🤖 AI Summary
This paper quantifies the minimax excess risk of spectral algorithms when the kernel is learned from data. To overcome limitations of classical theory—which relies on restrictive assumptions such as eigenvalue decay and source conditions—we introduce alignment-sensitive effective spanning dimension (ESD) as a novel complexity measure, capturing the joint influence of signal, spectral structure, and noise for the first time. Leveraging spectral analysis and minimax risk theory, we derive a universal upper bound on excess risk: when ESD ≤ K, the risk converges at rate σ²K. We further show that gradient flow enables adaptive feature learning, significantly reducing ESD and thereby improving generalization. Our framework extends to linear models and RKHS regression. Numerical experiments confirm the tightness of our theoretical bounds and the broad applicability of the proposed framework.
📝 Abstract
We study spectral algorithms in the setting where kernels are learned from data.

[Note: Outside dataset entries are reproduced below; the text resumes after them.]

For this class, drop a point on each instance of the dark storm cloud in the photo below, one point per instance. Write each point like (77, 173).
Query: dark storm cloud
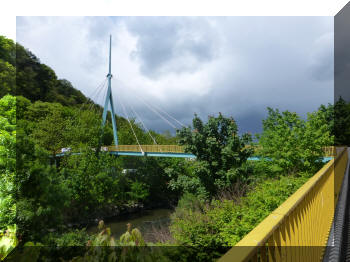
(177, 44)
(342, 54)
(234, 65)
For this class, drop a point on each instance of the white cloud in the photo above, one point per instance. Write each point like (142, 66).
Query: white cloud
(235, 65)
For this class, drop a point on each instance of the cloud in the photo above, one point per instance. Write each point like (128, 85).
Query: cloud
(186, 65)
(172, 44)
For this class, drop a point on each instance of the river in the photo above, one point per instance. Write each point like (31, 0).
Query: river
(153, 224)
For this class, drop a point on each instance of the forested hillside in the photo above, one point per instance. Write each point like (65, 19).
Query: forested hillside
(24, 75)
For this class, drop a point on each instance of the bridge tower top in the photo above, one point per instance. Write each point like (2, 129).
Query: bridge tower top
(109, 98)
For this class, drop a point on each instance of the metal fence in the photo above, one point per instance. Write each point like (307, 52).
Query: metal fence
(298, 229)
(147, 148)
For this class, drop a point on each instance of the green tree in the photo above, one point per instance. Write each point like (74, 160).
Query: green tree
(292, 143)
(342, 122)
(7, 160)
(219, 149)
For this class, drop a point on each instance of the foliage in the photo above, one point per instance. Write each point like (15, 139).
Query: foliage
(220, 151)
(72, 238)
(138, 191)
(342, 122)
(7, 160)
(225, 222)
(292, 143)
(8, 241)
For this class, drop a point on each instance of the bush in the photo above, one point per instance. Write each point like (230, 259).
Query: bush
(293, 144)
(224, 223)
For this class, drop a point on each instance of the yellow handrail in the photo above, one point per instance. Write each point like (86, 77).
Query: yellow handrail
(302, 221)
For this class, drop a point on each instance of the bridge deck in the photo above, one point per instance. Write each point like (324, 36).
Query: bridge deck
(166, 151)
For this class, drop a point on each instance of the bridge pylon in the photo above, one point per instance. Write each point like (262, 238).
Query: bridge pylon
(109, 99)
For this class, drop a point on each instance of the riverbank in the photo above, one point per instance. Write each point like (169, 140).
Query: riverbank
(152, 223)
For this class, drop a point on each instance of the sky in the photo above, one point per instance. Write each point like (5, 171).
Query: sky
(238, 66)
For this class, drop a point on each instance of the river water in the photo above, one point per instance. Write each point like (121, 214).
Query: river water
(148, 222)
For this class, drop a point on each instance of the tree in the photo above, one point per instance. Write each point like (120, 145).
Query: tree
(219, 149)
(7, 78)
(293, 144)
(7, 160)
(342, 122)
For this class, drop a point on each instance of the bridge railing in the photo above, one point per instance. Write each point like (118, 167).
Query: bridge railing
(298, 229)
(147, 148)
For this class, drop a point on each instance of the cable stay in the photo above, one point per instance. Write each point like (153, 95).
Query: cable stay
(127, 117)
(155, 111)
(169, 115)
(143, 124)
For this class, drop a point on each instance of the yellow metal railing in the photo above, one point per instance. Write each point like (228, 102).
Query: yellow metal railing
(298, 229)
(147, 148)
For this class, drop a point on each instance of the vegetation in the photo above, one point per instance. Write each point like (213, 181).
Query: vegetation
(220, 197)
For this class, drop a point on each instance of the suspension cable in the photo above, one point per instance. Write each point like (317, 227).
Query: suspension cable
(155, 111)
(169, 115)
(127, 117)
(148, 131)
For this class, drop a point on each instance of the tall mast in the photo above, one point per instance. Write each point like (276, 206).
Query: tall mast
(109, 97)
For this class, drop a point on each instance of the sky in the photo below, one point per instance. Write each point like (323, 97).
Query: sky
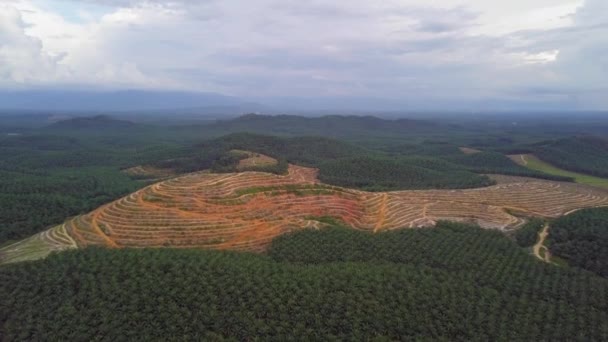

We introduce the effective span dimension (ESD), an alignment-sensitive complexity measure that depends jointly on the signal, spectrum, and noise level $sigma^2$. The ESD is well-defined for arbitrary kernels and signals without requiring eigen-decay conditions or source conditions. We prove that for sequence models whose ESD is at most $K$, the minimax excess risk scales as $sigma^2 K$. Furthermore, we analyze over-parameterized gradient flow and prove that it can reduce the ESD. This finding establishes a connection between adaptive feature learning and provable improvements in generalization of spectral algorithms. We demonstrate the generality of the ESD framework by extending it to linear models and RKHS regression, and we support the theory with numerical experiments. This framework provides a novel perspective on generalization beyond traditional fixed-kernel theories.